One of the more interesting components of the partnership meeting was a session on Collaborative behaviors. Civil society in attendance had an opportunity for reflection on the behaviors and they seemed to easily define their roles in ensuring that the collaborative behaviors are achieved.
An important aspect of the call for collaborative behavior document is the demand for recognition that partners work within shared space towards common goals. This is important, since it then demands for constant self-reflection with regards to how much space each partner is occupying, whether it is the appropriate space with regard to mandate, and whether such occupancy recognizes that there is always a need for collaborative mix of actions from different partners to achieve optimum output for sustainable water and sanitation for all.
Accountability is emphasized as a key behavior for uptake. For Civil Societies in many parts of the world, this may sound like music to our ears, until when the finger is switched to point inwards. Civil Society organizations have for a long time invested much time and resources towards ensuring other actors are accountable against targets and commitments. The collaborative behaviours call for continued focus on this, but also sets the radar on Civil Society as a collaborative partner, to also account for the level of investment in the sector. This is particularly important where Civil Societies directly engage in service provision within the sector through project based actions. Civil societies are called upon to always recognize the role of the Government as the duty bearer in country, faithfully share information on their contribution, and work towards ensuring that their work contributes to good quality and sustainability of output.
In my reflection of this session, I was glad to be able to look back on the work being done by KEWASNET to support exactly the same stream of thinking and action by Civil Societies in Kenya. The asks from the four collaborative behaviours relates to the aspirations of the Integrity and Quality Management (IQC) toolbox developed by KEWASNET for Civil Society, to promote best practice of civil society organizations working in the sector.

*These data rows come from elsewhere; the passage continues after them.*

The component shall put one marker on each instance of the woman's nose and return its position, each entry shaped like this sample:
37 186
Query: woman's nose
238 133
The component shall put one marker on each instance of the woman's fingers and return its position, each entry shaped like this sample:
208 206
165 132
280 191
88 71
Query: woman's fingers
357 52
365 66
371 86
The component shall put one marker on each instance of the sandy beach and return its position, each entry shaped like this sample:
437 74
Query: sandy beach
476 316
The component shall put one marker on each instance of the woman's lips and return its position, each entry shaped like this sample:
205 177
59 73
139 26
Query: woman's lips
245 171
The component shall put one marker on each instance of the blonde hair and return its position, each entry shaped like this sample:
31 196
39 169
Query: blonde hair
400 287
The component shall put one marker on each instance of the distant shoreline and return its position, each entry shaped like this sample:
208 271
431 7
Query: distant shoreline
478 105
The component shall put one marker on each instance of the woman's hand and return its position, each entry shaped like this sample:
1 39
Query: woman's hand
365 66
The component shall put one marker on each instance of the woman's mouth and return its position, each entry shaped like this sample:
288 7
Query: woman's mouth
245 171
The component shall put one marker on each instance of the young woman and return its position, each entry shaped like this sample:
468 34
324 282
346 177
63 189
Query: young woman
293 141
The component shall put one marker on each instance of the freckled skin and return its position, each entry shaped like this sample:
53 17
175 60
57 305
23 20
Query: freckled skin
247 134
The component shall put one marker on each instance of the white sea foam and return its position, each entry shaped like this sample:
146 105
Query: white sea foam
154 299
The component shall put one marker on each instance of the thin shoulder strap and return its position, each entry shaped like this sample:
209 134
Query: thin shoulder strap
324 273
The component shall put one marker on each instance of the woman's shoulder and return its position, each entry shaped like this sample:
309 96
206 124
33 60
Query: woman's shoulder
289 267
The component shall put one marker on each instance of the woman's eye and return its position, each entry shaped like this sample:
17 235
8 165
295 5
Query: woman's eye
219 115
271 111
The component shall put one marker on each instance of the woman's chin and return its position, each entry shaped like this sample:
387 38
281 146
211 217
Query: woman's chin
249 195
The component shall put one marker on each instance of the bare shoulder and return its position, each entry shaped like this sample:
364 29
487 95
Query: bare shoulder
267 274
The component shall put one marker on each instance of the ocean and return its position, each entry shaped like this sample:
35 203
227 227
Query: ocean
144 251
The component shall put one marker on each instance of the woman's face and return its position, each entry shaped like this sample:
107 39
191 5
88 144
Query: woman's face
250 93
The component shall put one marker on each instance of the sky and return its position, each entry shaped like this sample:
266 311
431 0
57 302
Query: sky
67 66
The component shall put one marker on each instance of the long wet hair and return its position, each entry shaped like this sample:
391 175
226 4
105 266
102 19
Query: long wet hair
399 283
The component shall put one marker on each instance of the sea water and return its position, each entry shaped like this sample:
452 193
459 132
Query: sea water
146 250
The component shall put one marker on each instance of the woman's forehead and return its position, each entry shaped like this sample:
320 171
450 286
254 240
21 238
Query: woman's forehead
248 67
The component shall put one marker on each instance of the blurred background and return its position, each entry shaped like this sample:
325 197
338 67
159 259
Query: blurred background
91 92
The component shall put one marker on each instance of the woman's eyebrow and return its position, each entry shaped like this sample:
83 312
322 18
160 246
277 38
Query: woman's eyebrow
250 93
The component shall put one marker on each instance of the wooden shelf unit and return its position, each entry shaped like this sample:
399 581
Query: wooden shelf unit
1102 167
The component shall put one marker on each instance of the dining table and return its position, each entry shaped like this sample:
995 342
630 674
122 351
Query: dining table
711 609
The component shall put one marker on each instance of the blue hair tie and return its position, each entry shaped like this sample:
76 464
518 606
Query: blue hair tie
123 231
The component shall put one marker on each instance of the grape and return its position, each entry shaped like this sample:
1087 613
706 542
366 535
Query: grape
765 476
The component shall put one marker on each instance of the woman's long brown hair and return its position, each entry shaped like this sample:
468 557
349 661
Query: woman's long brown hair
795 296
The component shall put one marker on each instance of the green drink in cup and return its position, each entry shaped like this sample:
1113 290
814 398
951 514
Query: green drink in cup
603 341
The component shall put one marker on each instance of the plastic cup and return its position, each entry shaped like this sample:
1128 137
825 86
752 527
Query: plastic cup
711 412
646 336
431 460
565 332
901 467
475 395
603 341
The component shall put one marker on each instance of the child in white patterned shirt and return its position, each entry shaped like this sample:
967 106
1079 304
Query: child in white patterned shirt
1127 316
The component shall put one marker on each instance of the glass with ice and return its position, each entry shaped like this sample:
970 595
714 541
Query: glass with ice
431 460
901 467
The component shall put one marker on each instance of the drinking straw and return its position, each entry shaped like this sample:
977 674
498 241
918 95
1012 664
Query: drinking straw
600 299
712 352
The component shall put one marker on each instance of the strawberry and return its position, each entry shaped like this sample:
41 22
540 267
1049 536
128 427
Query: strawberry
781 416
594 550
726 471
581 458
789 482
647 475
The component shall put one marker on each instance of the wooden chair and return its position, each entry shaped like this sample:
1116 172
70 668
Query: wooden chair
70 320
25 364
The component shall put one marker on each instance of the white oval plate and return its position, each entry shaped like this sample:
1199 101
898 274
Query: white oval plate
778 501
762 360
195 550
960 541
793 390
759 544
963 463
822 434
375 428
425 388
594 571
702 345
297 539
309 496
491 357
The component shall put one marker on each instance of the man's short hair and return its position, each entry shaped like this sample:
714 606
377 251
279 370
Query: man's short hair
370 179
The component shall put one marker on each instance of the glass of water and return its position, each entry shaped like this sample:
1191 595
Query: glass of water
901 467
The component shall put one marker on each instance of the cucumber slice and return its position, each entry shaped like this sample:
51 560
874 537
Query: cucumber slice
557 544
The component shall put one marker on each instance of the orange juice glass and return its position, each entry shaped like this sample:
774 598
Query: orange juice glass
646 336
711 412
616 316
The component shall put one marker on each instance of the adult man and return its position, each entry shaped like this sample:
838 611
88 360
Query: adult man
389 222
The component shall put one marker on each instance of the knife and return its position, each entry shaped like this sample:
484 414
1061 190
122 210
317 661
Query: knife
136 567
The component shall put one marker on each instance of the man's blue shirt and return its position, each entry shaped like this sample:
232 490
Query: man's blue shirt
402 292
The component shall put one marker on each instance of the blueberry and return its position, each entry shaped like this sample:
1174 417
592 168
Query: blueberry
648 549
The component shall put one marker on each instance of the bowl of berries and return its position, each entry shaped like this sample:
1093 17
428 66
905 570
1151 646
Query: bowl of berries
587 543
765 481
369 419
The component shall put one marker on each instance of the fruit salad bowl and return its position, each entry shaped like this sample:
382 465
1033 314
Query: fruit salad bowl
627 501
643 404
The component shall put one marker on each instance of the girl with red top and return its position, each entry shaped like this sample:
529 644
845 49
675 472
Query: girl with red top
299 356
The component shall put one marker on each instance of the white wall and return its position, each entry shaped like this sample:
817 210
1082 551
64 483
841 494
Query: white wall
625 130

Civil society organizations occupy a unique space in the realization of these collaborative behaviors, since they primarily have a unique observer and catalyst role, but more importantly because they are predominantly identified with the rights- based side of representation of the communities whose voices need to be heard more. This provides a ripe opportunity for Civil Society to be the voice and agitator for these collaborative voices, both at global and local levels. Taking such space, for Civil society would call for organized action at these levels. It then follows that Civil Society organizations would need to be facilitated to have the capacity effectively take up such role. This, then, is an ideal opportunity for the SWA partnership to better recognize the role of Civil Society, professionalize their role, and strategically and adequately support such role, through provision of direct financing mechanisms.